The most interesting thing here for me is the articulation of the difference
between the buyer (IT guys) and the users (employees). This is the central
problem with enterprise software I think, and the reason that the field lags
behind consumer software in innovation.

------
wallflower
> The question of data privacy and ownership comes up over and over in our
> Yammer discussions.

We use Yammer enterprise wide. It is wildly successful. Even if a lot of the
information shared is publicly available, that by itself is ground-breaking,
as we have so many business units that knowing who just released a new product
based on X is enlightening. As for sharing proprietary information, it's a a
common sense filter that is easily applied whether it is ok to redistribute
something from a Yammer update. If in doubt, don't.

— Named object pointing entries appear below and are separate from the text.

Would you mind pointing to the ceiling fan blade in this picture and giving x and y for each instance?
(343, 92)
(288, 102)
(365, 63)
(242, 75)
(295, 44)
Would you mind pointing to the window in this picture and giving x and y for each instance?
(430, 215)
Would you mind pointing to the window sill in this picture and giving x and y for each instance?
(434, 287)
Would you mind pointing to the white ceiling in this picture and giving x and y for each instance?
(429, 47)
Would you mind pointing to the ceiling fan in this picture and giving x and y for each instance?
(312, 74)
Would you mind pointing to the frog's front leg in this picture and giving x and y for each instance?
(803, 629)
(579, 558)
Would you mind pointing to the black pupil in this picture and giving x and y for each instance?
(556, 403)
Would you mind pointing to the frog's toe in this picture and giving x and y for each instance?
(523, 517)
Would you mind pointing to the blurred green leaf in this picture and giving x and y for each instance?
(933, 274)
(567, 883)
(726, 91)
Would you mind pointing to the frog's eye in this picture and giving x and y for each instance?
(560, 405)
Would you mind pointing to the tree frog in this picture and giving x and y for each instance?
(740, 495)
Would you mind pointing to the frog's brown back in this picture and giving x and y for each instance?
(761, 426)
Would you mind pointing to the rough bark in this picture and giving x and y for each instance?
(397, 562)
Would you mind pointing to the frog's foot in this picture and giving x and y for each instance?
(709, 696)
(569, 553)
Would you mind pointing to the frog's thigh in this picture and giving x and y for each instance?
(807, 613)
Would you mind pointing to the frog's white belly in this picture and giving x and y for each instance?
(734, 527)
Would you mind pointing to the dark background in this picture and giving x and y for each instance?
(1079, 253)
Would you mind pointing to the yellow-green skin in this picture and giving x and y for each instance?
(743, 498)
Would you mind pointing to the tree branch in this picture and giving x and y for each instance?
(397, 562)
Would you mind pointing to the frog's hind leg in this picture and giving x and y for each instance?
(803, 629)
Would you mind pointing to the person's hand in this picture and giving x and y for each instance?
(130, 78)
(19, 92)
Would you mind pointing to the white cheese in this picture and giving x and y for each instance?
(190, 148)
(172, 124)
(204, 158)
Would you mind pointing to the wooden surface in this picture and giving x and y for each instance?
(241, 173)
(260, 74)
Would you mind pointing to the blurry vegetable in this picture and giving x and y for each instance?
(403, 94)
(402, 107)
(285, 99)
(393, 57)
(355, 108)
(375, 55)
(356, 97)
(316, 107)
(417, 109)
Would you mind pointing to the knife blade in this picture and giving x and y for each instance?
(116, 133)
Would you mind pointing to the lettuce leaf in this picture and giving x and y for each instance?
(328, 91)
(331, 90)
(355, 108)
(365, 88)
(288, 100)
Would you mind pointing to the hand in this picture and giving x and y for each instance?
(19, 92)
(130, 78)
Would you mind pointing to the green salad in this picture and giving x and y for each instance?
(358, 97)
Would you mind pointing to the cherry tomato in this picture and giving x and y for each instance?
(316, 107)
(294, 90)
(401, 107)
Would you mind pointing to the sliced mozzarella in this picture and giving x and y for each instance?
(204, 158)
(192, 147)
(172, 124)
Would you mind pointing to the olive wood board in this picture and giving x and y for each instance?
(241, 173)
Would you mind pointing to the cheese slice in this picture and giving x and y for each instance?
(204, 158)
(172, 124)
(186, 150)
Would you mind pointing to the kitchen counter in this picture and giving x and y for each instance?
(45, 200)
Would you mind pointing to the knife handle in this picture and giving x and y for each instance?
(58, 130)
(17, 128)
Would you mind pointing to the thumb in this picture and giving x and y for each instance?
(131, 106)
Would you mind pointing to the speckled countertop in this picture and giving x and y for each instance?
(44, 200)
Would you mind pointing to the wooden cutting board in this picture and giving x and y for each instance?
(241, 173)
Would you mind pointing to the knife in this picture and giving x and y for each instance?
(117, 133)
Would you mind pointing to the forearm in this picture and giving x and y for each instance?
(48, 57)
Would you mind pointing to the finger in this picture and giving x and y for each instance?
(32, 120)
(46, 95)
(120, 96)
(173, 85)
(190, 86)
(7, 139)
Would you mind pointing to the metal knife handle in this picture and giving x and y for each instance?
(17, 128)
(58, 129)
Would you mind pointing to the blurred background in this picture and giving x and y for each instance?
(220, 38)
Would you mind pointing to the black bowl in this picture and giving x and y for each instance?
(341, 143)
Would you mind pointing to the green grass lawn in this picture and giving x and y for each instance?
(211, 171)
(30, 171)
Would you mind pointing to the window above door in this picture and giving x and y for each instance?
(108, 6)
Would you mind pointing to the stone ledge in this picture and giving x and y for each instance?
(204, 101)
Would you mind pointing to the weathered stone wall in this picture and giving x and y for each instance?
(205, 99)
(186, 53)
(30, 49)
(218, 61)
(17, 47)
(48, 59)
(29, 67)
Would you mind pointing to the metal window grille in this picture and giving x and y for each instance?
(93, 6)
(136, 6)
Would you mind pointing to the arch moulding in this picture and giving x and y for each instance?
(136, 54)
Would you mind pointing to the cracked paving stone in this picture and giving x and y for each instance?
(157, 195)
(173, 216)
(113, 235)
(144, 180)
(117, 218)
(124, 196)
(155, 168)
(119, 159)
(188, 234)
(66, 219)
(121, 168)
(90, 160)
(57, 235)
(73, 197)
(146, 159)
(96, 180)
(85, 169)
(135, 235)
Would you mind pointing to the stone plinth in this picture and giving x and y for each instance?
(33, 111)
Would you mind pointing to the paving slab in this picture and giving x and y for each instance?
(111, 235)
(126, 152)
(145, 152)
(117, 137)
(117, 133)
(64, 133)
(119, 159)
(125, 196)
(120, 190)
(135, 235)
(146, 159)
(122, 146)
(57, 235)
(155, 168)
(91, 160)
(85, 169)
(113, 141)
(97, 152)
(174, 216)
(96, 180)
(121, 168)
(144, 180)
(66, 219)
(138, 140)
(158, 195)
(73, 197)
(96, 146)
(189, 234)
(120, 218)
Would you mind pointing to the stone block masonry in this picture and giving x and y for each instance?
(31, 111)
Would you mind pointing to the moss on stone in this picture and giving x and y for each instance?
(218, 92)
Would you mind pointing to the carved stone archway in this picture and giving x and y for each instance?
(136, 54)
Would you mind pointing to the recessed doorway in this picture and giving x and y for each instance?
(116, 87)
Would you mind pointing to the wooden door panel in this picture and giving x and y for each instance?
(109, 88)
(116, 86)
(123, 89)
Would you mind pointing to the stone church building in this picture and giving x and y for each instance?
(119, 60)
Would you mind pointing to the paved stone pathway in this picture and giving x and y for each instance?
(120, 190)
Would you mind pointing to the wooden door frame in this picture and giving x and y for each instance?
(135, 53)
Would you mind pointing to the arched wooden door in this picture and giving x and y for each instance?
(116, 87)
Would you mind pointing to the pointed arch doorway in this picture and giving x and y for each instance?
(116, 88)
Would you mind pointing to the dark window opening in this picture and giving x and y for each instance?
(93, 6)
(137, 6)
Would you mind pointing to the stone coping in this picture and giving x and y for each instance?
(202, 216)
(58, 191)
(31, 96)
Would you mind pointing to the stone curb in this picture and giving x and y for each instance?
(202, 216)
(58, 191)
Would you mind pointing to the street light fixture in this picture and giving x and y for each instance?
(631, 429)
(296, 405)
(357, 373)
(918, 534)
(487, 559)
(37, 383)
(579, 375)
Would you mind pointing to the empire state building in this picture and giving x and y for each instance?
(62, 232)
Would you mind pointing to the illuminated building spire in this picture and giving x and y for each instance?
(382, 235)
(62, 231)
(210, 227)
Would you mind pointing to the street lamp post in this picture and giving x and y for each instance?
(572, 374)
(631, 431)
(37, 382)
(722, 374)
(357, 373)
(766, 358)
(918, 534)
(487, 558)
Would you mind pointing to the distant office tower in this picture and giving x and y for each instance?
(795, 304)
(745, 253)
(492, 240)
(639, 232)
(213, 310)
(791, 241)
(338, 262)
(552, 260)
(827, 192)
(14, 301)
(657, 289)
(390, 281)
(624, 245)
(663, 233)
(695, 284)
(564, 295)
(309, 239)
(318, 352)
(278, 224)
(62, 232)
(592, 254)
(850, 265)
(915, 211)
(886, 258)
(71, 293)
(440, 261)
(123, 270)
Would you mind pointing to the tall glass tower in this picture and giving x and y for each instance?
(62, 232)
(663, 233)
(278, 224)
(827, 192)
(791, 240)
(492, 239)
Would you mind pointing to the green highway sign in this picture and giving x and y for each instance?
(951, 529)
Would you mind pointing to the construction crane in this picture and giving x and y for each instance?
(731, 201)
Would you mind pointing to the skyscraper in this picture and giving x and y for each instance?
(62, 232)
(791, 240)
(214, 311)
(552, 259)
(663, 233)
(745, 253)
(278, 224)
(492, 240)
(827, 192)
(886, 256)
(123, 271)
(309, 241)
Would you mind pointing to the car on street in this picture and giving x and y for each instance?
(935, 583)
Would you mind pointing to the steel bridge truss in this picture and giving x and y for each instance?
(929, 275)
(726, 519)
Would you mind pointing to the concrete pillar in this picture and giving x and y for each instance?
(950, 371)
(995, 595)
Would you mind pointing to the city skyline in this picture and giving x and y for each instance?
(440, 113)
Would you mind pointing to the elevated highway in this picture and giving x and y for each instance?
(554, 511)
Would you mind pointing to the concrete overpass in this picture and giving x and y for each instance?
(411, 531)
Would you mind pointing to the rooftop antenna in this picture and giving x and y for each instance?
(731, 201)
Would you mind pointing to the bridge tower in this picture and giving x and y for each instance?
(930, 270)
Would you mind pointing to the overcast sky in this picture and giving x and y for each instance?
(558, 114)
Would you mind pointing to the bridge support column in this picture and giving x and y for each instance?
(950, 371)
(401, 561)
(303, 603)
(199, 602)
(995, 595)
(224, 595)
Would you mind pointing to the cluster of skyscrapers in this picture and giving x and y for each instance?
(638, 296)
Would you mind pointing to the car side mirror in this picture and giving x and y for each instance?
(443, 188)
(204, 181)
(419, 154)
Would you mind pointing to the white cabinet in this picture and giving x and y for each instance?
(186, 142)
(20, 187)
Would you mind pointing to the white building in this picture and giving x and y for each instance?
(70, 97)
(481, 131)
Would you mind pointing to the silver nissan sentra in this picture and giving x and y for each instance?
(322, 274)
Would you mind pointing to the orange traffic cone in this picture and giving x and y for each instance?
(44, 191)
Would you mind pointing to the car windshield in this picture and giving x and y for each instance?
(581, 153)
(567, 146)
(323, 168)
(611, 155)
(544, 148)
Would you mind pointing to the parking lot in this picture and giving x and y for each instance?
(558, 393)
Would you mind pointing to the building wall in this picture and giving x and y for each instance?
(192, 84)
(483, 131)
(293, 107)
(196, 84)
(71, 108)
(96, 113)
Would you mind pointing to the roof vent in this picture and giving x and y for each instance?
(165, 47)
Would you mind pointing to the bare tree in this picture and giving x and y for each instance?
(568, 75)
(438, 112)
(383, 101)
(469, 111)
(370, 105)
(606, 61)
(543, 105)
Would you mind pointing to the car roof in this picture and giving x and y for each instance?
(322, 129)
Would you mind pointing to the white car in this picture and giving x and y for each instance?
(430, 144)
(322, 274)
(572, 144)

You might dismiss Yammer as a Twitter clone but Yammer was smart enough to
realize the Fortune 500/Enterprise market wanted a hosted, secure solution.

------
jasonlbaptiste
Why does everyone figure business software needs to be a success in the
enterprise (mega corps with 5 layers of IT that veto shit for kicks)? There
are tons of small - medium sized businesses that they can profit off of and
win. They're already doing that quite well. Of course you have the venture
return problem: They've taken ten million or so, need to be looking towards a
100 mil exit. Can they do that without going after scary enterprises? I think
so.

Ps- Yes I know small and medium sized businesses have their own problems, but
they have the path of least resistance.